Chapter 1: Black symbols.
Ariela looked at the piece of paper in front of her. The letters on it engraving themselves into her eyes.
She wanted to close her eyes but she couldn’t. She just tightened the grip on the pen she was holding in her hand. Her poor sweaty hand now.
She started selecting and writing things on the piece of paper after some time. Thoughts that swirled in her head now engraved on the white sheet.
“My dad was an alcoholic. He often came back from work and my mom always hid me under my bed.”
She wrote. Before looking at what she has just written and dazzling it over with ink.
Covering it completely.
“Why do i even have to do this miss?” Ariela asked with a defeated and exhausted tone.

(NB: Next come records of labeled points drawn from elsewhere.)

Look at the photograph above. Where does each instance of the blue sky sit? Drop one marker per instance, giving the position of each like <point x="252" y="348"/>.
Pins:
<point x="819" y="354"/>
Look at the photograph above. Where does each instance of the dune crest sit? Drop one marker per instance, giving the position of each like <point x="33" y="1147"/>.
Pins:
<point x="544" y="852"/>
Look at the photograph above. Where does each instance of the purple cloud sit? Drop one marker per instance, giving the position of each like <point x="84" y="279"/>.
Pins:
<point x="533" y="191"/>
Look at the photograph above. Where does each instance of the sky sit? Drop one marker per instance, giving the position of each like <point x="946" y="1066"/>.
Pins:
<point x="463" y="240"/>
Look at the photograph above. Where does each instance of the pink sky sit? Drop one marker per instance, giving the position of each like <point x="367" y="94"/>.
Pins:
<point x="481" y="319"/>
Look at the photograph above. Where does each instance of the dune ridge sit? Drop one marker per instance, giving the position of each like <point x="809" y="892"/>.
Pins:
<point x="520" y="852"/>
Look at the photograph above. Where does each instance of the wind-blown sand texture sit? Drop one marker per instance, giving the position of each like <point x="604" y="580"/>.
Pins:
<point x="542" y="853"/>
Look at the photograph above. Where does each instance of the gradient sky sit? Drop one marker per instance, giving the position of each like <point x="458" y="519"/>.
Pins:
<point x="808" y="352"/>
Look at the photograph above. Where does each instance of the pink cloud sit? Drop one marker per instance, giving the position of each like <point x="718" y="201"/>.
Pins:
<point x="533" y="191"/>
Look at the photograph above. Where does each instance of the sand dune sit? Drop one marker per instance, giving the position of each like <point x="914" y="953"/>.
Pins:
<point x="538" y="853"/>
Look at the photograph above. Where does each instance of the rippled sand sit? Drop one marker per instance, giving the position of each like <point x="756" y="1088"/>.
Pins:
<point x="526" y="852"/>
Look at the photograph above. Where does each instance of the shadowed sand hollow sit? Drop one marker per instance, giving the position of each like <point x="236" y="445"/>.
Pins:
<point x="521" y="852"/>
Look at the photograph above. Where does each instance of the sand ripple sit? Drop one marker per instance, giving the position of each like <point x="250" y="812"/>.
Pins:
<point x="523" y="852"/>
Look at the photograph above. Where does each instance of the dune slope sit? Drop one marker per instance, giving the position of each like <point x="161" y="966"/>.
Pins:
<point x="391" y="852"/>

The woman in front of her. Sitting in front of the desk looked at her with a patient glare. She was dressed in elegant clothing. Far better than Ariela worn out stuff.
“It will help. Pouring it all out.” The woman said with almost robotic tone.

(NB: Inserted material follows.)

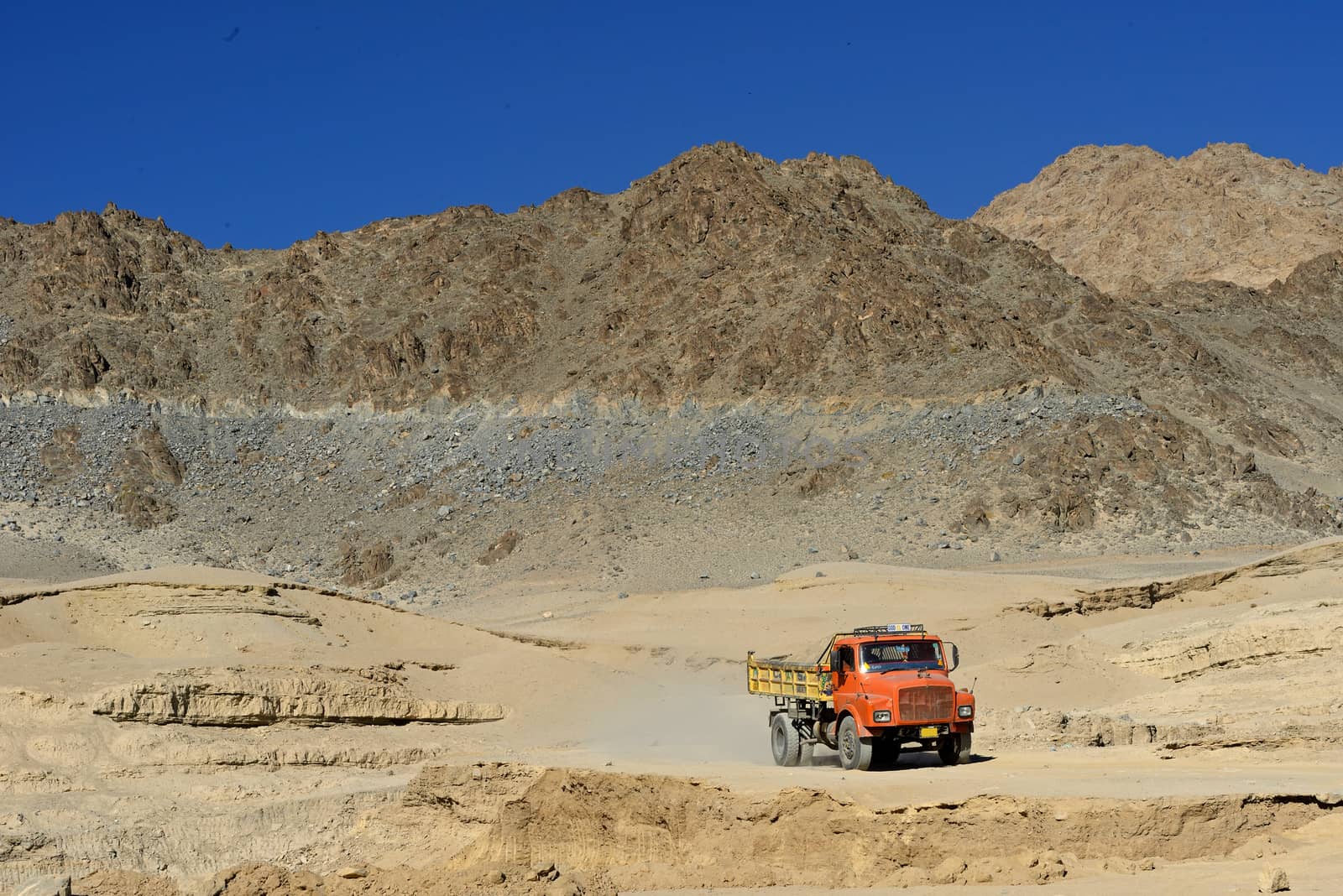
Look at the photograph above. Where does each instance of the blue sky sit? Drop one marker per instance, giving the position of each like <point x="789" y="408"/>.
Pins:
<point x="261" y="123"/>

Ariela just sighed and looked at the piece of paper again. And wrote something else.
“I feel like i dont know who i am. I look in the mirror and i see someone else. Not a woman. Not a man. Perhaps a figure that looks like a human. I feel like i forgot my own face. And how I understand nothing at the same time.”
Ariela looked at the text. And her head just tilted. Despite pouring out her shower thoughts. She felt like the text was melodic. It was. Nice in its own way.
She handed the sheet to her doctor.
And she looked at it. Seemingly analyzing it. “Do you often feel like you don’t recognize yourself in the mirror?” She asked, looking up from the sheet of paper and back at Ariela.
Ariela felt like writing that created just more problems than it solved.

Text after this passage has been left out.